Deutschland will sich dem Aufruf jedoch nicht anschließen – obwohl gerade das wachsende deutsche Handelsdefizit in Brüssel zunehmend
Besorgnis auslöst. Bereits im März war Bundeskanzler Friedrich Merz mit seinem Vorschlag für ein Handelsabkommen mit China bei der EU-Kommission auf
Ablehnung gestoßen.
Merz scheiterte in Brüssel mit Vorstoß zu Handelsabkommen
Der stellvertretende Chefsprecher der EU-Kommission, Olof Gill, sprach damals von einer „Reihe von Bedenken und echten Herausforderungen, die die Europäische Union China konsequent vorgetragen hat“. Diese müsse man „sinnvoll angehen, bevor wir überhaupt über zukünftige Abkommen oder Ähnliches sprechen können“.
China bleibt mit einem Handelsvolumen von rund 250 Milliarden Euro im Jahr 2025 Deutschlands wichtigster Handelspartner. Zudem haben etwa 5.200 deutsche Unternehmen in dem Land investiert. Gleichzeitig wächst Deutschlands Abhängigkeit von China in Bereichen wie Lithium-Ionen-Akkus, Solarpanels, Antibiotika und Seltenen Erden.

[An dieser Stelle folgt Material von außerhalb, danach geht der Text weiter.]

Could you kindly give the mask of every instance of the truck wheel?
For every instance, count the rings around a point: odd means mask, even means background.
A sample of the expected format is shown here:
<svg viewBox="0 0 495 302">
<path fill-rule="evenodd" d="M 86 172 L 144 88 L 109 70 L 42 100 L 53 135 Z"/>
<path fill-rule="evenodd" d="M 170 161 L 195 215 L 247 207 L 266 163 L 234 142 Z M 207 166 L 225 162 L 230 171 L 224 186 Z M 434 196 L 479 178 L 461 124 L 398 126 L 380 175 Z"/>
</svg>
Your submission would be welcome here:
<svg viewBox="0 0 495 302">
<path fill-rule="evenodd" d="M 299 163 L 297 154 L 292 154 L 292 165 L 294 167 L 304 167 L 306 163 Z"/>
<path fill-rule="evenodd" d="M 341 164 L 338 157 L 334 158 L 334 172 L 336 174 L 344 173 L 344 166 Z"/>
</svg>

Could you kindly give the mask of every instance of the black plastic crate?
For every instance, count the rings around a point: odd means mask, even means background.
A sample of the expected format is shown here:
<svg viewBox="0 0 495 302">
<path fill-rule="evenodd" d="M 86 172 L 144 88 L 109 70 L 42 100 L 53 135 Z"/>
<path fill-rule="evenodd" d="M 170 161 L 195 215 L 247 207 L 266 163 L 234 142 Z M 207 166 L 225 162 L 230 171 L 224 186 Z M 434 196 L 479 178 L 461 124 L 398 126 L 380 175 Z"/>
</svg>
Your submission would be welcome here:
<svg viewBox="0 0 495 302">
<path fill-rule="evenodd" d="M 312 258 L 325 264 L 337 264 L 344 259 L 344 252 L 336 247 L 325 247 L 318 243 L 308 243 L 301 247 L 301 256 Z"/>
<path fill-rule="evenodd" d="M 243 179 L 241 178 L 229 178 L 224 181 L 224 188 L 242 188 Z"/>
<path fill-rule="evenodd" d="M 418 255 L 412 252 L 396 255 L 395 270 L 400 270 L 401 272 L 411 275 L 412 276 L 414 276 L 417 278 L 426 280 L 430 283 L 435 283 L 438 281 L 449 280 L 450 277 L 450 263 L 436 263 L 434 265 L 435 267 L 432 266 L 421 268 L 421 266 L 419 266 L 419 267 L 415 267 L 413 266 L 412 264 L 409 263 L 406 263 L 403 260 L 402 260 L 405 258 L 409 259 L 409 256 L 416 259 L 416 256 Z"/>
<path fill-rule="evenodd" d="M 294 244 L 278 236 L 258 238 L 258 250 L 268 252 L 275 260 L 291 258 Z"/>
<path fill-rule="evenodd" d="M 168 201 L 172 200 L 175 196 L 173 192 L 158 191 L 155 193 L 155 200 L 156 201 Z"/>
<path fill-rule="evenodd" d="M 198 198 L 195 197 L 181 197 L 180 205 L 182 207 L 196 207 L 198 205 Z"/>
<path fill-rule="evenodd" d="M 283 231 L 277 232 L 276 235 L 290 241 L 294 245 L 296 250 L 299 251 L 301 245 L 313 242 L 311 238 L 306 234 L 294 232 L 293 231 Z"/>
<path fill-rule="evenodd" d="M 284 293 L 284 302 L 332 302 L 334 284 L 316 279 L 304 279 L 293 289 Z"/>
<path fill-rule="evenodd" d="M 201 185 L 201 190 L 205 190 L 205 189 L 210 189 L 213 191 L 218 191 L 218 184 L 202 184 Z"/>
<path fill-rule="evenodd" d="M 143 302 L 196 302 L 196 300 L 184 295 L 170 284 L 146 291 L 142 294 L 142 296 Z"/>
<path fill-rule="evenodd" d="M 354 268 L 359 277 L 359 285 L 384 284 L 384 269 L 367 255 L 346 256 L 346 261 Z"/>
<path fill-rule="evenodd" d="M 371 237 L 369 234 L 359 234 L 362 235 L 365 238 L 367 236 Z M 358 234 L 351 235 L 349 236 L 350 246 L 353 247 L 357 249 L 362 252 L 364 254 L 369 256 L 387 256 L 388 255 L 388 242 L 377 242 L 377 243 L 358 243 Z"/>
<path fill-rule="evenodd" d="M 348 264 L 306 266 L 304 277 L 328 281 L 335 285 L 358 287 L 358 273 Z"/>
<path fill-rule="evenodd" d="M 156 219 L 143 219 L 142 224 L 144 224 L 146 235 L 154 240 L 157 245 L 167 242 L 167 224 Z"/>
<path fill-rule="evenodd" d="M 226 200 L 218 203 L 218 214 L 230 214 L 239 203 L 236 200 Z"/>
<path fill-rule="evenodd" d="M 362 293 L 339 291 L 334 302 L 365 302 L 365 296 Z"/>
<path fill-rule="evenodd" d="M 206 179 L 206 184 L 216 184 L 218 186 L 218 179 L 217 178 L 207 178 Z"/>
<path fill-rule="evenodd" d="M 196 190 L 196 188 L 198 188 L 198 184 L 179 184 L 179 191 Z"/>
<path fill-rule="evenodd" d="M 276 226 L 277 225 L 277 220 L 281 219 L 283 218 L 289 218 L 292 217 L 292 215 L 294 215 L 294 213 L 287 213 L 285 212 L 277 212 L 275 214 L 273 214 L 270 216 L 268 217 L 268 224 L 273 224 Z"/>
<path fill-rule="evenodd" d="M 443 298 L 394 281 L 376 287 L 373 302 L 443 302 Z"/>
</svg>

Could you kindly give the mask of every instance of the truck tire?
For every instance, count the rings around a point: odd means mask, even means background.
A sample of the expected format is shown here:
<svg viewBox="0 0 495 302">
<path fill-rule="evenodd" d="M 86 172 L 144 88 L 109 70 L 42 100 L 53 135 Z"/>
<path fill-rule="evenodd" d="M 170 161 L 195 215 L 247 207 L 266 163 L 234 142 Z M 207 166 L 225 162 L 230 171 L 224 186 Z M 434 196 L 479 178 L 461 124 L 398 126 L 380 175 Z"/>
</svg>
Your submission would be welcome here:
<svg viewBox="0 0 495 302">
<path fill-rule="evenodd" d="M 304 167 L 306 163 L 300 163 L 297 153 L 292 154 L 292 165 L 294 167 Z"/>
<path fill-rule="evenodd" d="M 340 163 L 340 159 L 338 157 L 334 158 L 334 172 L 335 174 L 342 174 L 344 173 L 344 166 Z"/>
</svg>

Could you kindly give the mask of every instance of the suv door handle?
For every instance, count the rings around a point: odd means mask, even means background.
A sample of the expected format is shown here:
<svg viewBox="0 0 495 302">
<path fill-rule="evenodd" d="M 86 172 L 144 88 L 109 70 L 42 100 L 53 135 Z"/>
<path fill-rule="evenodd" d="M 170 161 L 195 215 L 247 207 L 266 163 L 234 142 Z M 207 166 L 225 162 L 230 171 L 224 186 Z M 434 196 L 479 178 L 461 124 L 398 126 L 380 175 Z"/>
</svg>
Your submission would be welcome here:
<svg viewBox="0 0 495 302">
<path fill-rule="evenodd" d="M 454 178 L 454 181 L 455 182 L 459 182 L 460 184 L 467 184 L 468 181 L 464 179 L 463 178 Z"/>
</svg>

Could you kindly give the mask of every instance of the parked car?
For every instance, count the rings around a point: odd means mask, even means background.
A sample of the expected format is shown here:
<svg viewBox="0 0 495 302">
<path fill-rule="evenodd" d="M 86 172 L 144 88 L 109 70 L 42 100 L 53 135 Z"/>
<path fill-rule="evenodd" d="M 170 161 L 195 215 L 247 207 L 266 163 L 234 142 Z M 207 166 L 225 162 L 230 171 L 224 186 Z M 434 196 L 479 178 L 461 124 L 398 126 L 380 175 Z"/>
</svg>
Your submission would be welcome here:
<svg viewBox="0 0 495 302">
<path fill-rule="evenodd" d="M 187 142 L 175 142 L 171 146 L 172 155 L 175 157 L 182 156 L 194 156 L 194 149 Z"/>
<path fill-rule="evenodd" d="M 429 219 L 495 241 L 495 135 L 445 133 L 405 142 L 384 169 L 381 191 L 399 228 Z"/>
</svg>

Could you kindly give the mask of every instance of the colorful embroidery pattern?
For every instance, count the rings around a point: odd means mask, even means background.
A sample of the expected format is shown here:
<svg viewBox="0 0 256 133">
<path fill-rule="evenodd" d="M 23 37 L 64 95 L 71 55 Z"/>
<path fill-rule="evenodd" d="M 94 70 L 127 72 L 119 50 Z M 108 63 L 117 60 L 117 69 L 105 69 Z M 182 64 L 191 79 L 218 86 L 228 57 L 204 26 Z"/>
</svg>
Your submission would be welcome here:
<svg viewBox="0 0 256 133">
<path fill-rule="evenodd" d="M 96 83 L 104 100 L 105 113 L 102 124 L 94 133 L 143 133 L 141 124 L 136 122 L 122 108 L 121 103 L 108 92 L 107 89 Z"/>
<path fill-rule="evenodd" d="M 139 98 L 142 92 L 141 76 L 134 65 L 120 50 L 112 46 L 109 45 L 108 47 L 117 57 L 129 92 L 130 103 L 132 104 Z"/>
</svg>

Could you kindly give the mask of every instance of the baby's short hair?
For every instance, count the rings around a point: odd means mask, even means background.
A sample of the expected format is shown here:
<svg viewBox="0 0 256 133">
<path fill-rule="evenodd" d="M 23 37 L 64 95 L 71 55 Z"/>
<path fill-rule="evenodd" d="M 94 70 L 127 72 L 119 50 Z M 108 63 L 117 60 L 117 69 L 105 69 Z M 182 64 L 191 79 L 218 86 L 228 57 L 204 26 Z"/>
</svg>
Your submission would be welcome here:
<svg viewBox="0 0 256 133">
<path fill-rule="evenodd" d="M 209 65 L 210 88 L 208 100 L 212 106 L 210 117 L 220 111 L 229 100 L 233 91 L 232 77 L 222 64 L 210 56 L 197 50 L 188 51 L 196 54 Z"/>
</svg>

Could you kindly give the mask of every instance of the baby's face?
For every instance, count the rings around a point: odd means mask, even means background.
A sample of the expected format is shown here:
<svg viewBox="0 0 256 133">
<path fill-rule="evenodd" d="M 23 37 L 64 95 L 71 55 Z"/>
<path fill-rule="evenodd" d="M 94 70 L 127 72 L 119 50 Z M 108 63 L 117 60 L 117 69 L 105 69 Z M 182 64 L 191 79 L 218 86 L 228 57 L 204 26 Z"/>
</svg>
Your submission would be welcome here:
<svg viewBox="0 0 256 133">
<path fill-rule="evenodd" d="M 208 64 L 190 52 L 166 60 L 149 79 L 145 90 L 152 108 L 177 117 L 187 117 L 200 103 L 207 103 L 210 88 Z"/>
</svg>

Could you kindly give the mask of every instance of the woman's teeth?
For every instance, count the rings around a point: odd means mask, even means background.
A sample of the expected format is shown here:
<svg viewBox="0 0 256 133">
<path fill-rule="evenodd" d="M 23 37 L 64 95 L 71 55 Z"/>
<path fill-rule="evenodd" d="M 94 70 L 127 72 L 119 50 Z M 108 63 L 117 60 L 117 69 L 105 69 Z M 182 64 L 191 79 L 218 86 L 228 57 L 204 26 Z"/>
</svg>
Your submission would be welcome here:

Einer kürzlich veröffentlichten Untersuchung der FDP-nahen Friedrich-Naumann-Stiftung zufolge stieg der chinesische Anteil an importierten Solarpanels von rund 89 auf knapp 93 Prozent. Bei Antibiotika erhöhte er sich von gut 65 auf etwa 73 Prozent.
Zunehmendes Eskalationspotenzial im Handelskonflikt zwischen EU und China
Die EU hat zuletzt
mehrere Maßnahmen gegen chinesische Handelspraktiken ergriffen. Dazu gehören seit Herbst 2024 Zusatzzölle von 7,8 bis 35,3 Prozent auf Elektroautos aus China. Durch Mindestpreisvereinbarungen können Unternehmen diese jedoch umgehen. Zudem gelten Zölle auf Bariumcarbonat und bestimmte Stahlimporte. Darüber hinaus laufen Untersuchungen gegen chinesische Hersteller von Windturbinen, Solarpanels und Zügen.
Als allgemeinen Schutzmechanismus setzt die EU zudem den sogenannten CBAM (Carbon Border Adjustment Mechanism) ein, der einer CO₂-Grenzabgabe auf importierte Produkte entspricht. Außerdem plant die EU, bereits 2026 die Zollfreigrenze für Pakete abzuschaffen – ein Schritt, der vor allem chinesische Billigversender treffen würde.
Peking reagierte bislang mit Sonderzöllen auf Branntwein, Schweinefleisch und Milchprodukte. Seit Mai 2026 gilt zudem ein Kooperationsverbot für chinesische Unternehmen bei EU-Untersuchungen zu ausländischen Subventionen. Darüber hinaus behält sich die chinesische Führung Exportbeschränkungen für Seltene Erden vor.